Overall, the study titled Low Performing Students: Why They Fall Behind And How To Help Them Succeed says that around 4.5 million 15-year-olds in OECD countries - more than one in four, fail to achieve the most basic level of proficiency in reading, mathematics and/or science.
OECD's director for education and skills, Andreas Schleicher, said: "The social and economic gains from tackling low performance dwarf any conceivable cost of improvement.
"Education policy and practice can help overcome this issue. It needs to be made a priority and given the necessary resources so that every child can succeed at school."
To combat the cycle of disengagement and low performance, the report makes recommendations such as identifying low performers and designing a tailored policy strategy, reducing inequalities in access to early education, and providing targeted support to disadvantaged schools or families.

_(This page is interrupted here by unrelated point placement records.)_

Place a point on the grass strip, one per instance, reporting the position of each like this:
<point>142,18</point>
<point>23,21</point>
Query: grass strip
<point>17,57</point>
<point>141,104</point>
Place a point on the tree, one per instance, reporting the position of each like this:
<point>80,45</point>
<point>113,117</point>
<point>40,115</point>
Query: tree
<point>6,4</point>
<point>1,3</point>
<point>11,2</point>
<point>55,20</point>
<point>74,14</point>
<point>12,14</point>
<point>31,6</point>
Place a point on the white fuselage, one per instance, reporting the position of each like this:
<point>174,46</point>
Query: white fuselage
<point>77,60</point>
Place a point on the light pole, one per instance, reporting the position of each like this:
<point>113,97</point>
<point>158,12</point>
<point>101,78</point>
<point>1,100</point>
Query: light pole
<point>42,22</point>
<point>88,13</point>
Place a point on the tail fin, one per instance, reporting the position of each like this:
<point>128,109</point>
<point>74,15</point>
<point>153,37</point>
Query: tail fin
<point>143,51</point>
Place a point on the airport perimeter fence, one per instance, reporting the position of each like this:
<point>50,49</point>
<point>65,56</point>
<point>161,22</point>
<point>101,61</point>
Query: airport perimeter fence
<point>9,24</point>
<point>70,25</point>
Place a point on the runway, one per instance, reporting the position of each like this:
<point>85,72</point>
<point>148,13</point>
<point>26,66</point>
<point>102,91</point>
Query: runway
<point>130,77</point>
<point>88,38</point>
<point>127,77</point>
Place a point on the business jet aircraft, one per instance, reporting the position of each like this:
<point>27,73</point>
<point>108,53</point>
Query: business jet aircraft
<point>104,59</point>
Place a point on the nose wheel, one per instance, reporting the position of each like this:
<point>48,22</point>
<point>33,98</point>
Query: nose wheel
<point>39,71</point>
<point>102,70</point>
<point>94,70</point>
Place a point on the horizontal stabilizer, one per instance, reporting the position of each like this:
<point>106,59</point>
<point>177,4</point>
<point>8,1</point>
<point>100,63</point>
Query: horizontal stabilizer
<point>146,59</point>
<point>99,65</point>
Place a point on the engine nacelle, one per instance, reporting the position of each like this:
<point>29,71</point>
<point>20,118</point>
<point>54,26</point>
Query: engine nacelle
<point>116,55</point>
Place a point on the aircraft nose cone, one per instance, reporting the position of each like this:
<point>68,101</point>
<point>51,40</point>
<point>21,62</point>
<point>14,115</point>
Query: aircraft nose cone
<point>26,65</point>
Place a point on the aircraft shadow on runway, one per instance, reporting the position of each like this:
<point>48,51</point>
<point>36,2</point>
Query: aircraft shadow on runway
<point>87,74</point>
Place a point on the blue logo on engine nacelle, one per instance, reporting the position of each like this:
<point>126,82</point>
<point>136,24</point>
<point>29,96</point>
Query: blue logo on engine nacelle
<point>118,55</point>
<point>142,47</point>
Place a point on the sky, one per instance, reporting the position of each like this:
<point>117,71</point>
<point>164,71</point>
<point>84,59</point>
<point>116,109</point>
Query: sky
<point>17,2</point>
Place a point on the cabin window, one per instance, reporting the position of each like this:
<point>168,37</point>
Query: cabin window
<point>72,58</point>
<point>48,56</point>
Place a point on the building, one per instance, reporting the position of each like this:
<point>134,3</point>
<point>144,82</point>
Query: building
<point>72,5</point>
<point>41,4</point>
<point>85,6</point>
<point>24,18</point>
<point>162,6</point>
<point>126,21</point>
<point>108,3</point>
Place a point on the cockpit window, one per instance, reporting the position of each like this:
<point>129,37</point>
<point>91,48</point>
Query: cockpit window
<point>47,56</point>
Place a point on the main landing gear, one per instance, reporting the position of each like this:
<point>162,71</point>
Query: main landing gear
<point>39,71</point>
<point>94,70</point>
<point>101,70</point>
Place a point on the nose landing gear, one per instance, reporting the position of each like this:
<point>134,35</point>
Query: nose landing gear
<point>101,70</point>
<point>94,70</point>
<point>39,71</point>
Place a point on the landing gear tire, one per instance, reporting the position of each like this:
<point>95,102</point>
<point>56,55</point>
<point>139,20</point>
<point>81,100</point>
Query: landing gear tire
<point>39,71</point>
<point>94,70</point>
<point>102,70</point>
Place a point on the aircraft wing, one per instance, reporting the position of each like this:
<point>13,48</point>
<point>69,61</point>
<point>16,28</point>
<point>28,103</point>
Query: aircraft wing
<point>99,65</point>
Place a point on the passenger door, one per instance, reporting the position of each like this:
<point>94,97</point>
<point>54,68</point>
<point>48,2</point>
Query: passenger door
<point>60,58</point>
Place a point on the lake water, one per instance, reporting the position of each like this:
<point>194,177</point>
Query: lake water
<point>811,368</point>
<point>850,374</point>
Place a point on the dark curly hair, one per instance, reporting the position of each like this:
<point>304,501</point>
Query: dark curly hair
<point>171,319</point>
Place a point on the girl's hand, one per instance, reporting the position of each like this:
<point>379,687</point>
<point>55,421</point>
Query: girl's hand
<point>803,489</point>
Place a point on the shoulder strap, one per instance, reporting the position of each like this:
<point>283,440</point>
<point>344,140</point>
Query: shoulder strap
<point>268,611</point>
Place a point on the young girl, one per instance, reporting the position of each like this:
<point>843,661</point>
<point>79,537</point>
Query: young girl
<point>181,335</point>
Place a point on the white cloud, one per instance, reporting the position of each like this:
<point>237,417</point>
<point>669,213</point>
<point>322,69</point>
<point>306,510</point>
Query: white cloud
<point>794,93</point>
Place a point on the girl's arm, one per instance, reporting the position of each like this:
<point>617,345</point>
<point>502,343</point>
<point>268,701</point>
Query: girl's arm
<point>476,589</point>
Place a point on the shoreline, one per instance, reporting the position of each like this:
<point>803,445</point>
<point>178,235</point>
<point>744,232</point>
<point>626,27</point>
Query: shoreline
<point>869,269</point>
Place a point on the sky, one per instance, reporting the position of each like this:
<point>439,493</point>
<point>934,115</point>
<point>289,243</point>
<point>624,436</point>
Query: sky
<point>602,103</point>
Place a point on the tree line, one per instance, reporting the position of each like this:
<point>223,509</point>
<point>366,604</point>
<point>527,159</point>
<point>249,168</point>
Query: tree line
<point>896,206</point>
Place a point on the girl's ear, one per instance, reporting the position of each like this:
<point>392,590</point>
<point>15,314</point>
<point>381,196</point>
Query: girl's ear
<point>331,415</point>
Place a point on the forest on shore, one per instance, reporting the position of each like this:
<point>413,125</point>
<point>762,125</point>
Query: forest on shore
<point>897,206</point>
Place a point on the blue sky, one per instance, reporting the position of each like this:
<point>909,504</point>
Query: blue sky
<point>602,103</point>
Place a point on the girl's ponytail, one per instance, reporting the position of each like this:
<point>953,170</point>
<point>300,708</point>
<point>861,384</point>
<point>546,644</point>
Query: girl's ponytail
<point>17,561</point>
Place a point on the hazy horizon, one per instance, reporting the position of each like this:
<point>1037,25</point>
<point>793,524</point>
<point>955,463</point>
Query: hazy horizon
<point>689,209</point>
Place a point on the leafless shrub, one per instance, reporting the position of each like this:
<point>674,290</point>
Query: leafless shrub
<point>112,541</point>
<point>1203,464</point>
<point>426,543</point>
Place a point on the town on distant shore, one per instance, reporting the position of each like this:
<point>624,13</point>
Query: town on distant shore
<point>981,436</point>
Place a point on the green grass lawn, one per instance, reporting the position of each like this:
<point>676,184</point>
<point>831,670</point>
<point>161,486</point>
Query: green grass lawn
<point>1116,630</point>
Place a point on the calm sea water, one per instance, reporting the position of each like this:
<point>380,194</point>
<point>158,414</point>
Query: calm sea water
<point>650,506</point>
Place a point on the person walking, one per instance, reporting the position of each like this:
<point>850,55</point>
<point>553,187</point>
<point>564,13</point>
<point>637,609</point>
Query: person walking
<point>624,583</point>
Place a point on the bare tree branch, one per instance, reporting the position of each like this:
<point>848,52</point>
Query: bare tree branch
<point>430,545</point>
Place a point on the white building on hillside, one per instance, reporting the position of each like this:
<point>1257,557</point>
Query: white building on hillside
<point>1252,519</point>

Pisa defines "low performers" as 15-year-old students who score below Level 2 on its maths, reading and science assessments.
Level 2 is considered the baseline level of proficiency that is required to participate fully in modern society.
A Department for Education spokesman said: "The OECD's report is vindication of our reforms and determination to raise the bar for schools across England. Our reforms are driving up standards so that every child is able to fulfil their potential regardless of background.
"With the help of targeted support such as the Pupil Premium - worth about £2.5 billion this year - teachers and pupils are rising to the challenge. We are already seeing results with 1.4 million more pupils in good or outstanding schools than in 2010 and the attainment gap narrowing at both key stage 2 and key stage 4 since 2011."